2015年4月3日(金)
大学総長 卒業生に平和への思い
新年度になり、街なかや電車などで、フレッシュな姿を見かけますが、この人たちを送り出した大学の卒業式での祝辞には、熱い思いが込められていました。いくつかを紹介すると―。
「悲劇なぜ」見つめて
○…「今年は、戦後70年という特別な年です」とのべた法政大学の田中優子総長は、同大が、卒業生在学中に「学徒出陣」をテーマにしたシンポジウムと展覧会を開催したことにふれ、「戦争中は学校が閉鎖され、大学生は兵士としてかり出されました。総長である私が、『お国のため』と称してあなたがたを戦場に送ることを想像してみてください。それは現実に起こったのです」と話しました。
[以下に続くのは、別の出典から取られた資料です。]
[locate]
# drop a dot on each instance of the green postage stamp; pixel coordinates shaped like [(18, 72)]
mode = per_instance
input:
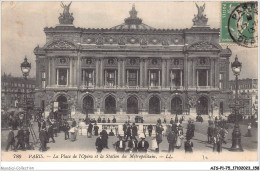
[(239, 23)]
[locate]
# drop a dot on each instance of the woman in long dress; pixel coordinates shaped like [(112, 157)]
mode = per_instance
[(179, 138)]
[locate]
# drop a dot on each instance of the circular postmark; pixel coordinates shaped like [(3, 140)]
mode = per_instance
[(243, 24)]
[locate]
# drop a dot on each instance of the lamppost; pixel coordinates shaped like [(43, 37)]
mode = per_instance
[(236, 134), (25, 68)]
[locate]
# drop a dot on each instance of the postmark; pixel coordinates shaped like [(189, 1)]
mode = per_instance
[(241, 24)]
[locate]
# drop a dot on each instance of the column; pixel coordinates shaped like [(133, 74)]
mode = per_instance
[(145, 73), (181, 77), (101, 78), (207, 84), (163, 73), (84, 77), (127, 77), (211, 72), (97, 73), (141, 72), (119, 71), (71, 72), (193, 73), (67, 77), (53, 70), (149, 79), (123, 68), (197, 81), (49, 74), (137, 77), (186, 71), (159, 78), (57, 77)]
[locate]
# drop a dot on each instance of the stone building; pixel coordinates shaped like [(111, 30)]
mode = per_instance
[(248, 95), (133, 69), (13, 91)]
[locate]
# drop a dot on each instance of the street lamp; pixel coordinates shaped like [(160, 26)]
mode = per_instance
[(25, 68), (236, 134)]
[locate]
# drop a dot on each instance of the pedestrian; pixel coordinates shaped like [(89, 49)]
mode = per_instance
[(66, 130), (105, 139), (150, 130), (154, 145), (51, 134), (43, 139), (120, 145), (132, 145), (99, 143), (27, 139), (96, 129), (99, 119), (143, 145), (114, 120), (90, 128), (188, 145), (171, 121), (39, 124), (124, 129), (20, 139), (134, 131), (128, 131), (249, 134), (10, 140), (179, 138), (171, 140), (111, 133)]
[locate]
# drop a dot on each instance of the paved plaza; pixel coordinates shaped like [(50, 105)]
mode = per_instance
[(85, 144)]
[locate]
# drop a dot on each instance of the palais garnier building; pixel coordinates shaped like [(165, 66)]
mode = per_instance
[(132, 69)]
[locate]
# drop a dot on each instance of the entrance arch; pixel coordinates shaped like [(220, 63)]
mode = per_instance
[(202, 106), (154, 105), (132, 105), (62, 105), (176, 105), (88, 105), (110, 105)]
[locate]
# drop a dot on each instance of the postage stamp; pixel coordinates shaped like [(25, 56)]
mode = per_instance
[(124, 81), (239, 23)]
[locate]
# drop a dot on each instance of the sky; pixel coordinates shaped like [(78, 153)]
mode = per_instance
[(23, 24)]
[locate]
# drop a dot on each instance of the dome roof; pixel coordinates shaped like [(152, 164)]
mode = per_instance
[(133, 22)]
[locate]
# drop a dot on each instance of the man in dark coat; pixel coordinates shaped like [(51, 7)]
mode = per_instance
[(66, 130), (27, 138), (188, 145), (96, 129), (171, 122), (50, 133), (134, 131), (150, 130), (114, 120), (90, 128), (172, 137), (10, 139), (99, 143), (132, 145), (143, 145), (99, 120), (128, 132), (20, 139), (124, 129), (120, 145), (43, 138), (104, 138)]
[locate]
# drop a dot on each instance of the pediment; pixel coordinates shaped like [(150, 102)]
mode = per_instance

田中氏は、「若者に過酷な道を歩ませた責任の重みを忘れることなく、この悲劇をもたらしたものをしっかりと見つめる」と誓った前総長の「平和の誓い」を受け継ぎ、次の総長に手渡すと決意を表明。「自分だけでなく社会全体の理想の未来を思い描き、それに向かって日々の仕事を全うすること」を呼びかけました。
「裸の王様」になるな
○…京都大学の山極壽一総長は、「忘れてはならないことは、自分と考えの違う人の意見をしっかりと聞くことです。しかも複数の人の意見を踏まえ、直面している課題に最終的に自分の判断を下して立ち向かうことが必要です」と強調。「自分を支持してくる人の意見ばかりを聞いていれば、やがては裸の王様になって判断は鈍ります」と注意を促しました。
改憲の動きに警告
○…「安倍首相の憲法改正の意欲は並々ならぬものがありまして」と改憲の動きに警告を発したのは、同志社の大谷實総長です。
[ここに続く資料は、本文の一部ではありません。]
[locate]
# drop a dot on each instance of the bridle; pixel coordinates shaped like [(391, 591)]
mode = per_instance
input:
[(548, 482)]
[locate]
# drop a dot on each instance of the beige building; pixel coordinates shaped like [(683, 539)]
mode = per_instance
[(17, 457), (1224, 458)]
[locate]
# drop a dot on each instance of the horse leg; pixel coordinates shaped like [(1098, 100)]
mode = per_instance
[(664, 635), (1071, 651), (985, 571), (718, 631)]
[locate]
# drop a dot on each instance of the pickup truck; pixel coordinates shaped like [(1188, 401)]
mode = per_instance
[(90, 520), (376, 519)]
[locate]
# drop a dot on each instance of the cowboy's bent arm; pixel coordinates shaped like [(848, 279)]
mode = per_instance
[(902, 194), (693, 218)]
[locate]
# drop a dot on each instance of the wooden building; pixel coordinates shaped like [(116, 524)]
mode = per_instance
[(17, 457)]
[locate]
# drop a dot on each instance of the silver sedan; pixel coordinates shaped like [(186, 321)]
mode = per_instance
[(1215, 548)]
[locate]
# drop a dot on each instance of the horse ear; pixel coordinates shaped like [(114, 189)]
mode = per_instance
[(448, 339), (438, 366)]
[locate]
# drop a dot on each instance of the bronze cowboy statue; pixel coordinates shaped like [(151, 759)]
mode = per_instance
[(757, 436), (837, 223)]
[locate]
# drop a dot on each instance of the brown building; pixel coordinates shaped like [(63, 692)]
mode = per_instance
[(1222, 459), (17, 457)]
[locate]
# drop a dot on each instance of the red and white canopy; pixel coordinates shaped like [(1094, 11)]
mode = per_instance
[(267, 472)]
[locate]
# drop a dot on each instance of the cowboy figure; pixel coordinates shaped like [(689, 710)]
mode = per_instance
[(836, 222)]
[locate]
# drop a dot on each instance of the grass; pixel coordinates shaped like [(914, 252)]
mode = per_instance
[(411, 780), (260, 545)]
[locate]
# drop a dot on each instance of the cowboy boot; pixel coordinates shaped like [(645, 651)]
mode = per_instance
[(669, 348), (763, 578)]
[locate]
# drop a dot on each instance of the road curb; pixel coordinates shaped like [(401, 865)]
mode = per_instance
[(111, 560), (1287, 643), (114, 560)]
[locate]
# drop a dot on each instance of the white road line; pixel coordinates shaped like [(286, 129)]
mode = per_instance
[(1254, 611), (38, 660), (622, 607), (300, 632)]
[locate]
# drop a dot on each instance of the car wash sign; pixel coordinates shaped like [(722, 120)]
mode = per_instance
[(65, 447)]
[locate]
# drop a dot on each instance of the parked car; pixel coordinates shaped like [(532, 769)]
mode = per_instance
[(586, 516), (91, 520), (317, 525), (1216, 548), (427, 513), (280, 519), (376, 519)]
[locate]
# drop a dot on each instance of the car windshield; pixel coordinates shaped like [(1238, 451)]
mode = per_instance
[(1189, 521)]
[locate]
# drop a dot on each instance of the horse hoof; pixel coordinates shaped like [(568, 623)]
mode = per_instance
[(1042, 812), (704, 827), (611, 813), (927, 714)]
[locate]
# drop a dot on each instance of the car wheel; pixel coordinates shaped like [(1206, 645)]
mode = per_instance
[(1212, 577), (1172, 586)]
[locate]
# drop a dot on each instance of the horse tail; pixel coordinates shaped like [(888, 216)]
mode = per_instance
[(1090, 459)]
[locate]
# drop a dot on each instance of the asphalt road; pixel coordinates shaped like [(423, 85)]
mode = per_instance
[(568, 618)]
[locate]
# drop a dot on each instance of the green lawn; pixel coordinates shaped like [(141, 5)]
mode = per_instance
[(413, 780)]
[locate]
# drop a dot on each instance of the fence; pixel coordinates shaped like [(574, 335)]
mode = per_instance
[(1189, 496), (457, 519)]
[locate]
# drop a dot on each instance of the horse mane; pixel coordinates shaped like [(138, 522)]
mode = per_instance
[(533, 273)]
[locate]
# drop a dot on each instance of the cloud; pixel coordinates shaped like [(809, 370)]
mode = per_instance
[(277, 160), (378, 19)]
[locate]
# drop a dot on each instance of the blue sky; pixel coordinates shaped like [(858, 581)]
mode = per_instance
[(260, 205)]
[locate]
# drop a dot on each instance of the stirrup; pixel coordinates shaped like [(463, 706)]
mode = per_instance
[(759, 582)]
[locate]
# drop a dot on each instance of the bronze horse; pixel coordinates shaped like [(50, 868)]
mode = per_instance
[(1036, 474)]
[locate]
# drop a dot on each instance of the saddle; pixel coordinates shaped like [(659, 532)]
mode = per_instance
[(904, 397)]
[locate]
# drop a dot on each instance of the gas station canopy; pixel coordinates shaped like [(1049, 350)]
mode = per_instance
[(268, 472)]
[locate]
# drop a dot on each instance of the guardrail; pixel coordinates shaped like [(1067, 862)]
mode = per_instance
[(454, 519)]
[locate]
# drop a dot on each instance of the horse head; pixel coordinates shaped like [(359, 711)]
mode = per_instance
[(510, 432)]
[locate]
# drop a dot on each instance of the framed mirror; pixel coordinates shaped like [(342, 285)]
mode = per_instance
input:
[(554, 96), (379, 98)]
自民党の憲法草案が憲法に規定された「個人の尊重」という文言は改められて、「人の尊重」となっているのは、「個人主義を助長してきた嫌いがあるので改める」というものだとして、「これまで明確に否定されてきた全体主義への転換を目指している」と強調。「個人主義こそ民主主義、人権主義、平和主義を支える原点」「遅かれ早かれ憲法改正問題に直面することと存じますが、熟慮に熟慮を重ねて、最終的に判断していただきたい」と要望しています。